The Rev. Cece Jones-Davis, known for her anti-death penalty work in Oklahoma, has started online sessions called "Just People on a Zoom." The sessions aim to bridge political divides and create space for conversation across different viewpoints. She co-hosts with Jon Mays, a white former missions pastor.
The Rev. Traci Blackmon launched Faith Out Loud in 2025. The project works in 15 Southern cities, partnering with regional groups to move churches "from just the talking and believing to the actual embodying of our faith." One church in each city serves as an anchor for a group of congregations.
The Samuel DeWitt Proctor Conference held a "Sacred Strategy" session on voter mobilization at its February annual meeting. More than 600 pastors, seminarians, and other participants attended. The conference's new general secretary, the Rev. Damien C. Durr, is developing a civic literacy curriculum called "Moving the Needle" for pastors to share with their congregants.

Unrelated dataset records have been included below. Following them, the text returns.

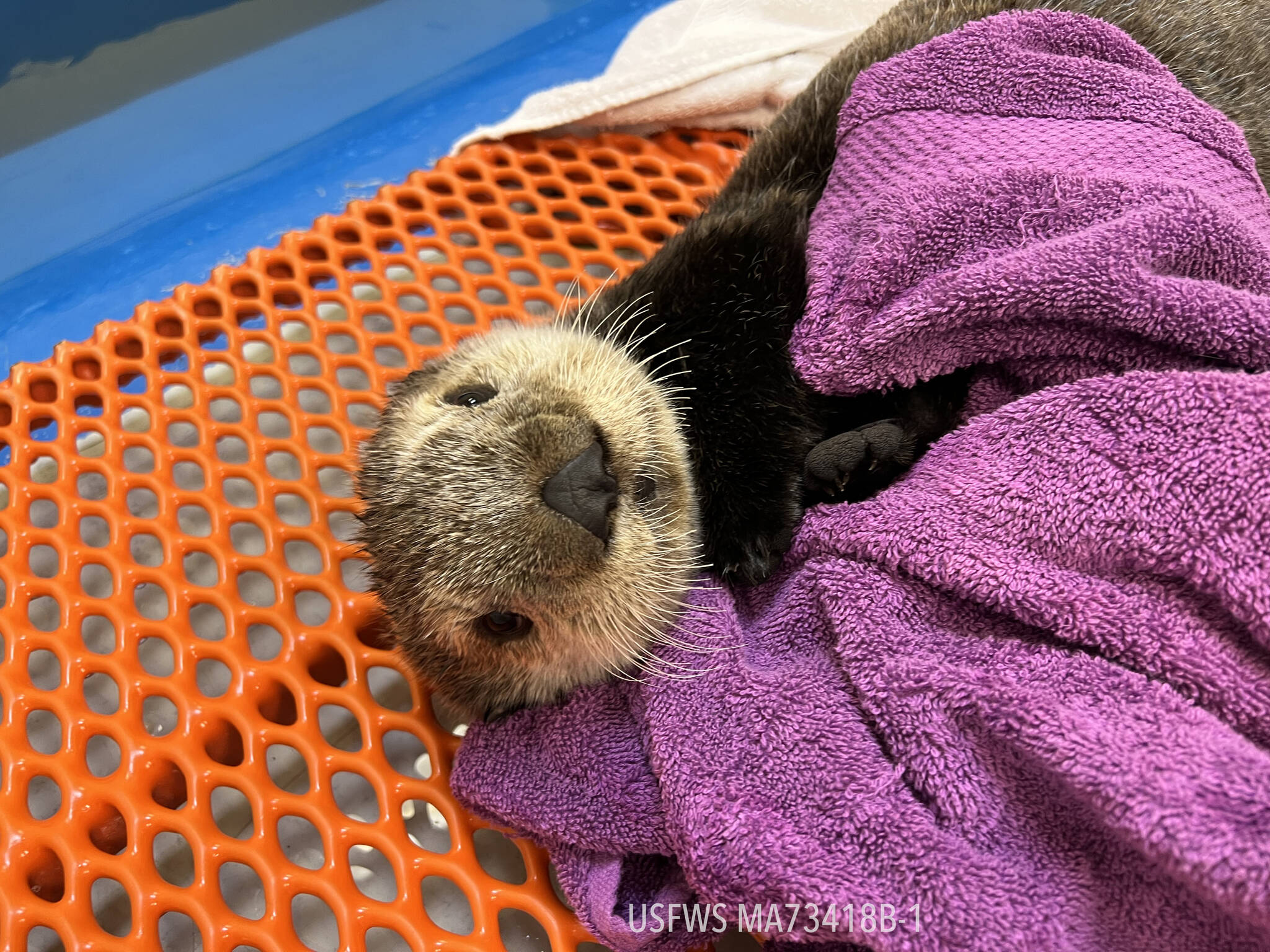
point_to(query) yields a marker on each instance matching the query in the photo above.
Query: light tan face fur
(456, 527)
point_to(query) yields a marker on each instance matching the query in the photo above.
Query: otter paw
(748, 562)
(856, 464)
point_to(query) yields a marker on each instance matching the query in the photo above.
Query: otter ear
(419, 379)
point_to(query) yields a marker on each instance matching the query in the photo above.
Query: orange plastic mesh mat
(206, 741)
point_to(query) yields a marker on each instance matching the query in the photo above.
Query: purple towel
(1025, 690)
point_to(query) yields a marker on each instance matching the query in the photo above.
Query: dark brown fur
(732, 283)
(734, 460)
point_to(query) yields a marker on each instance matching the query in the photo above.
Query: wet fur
(733, 282)
(454, 523)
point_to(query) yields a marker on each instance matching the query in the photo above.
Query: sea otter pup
(540, 500)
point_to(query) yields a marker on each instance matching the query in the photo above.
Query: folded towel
(1024, 694)
(710, 64)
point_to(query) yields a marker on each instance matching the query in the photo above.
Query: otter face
(530, 517)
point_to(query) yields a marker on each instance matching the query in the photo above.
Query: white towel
(711, 64)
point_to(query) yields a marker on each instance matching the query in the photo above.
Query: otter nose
(584, 491)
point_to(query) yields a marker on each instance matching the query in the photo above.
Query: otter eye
(505, 626)
(471, 395)
(646, 489)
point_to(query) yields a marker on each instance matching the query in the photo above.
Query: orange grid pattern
(206, 739)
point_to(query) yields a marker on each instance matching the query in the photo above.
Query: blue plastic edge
(68, 296)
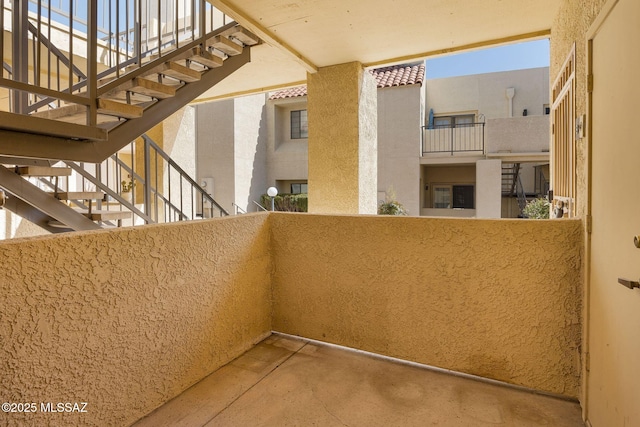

Leaders say their work is tied directly to the midterm elections, as Congress considers the SAVE Act and the Supreme Court weighs a provision of the Voting Rights Act. Both could disproportionately affect Black communities.
"We are definitely gearing up to defend our right to have voice and vote in the United States," Blackmon said. "That is not a partisan decision. That is a people decision, a constitutional decision."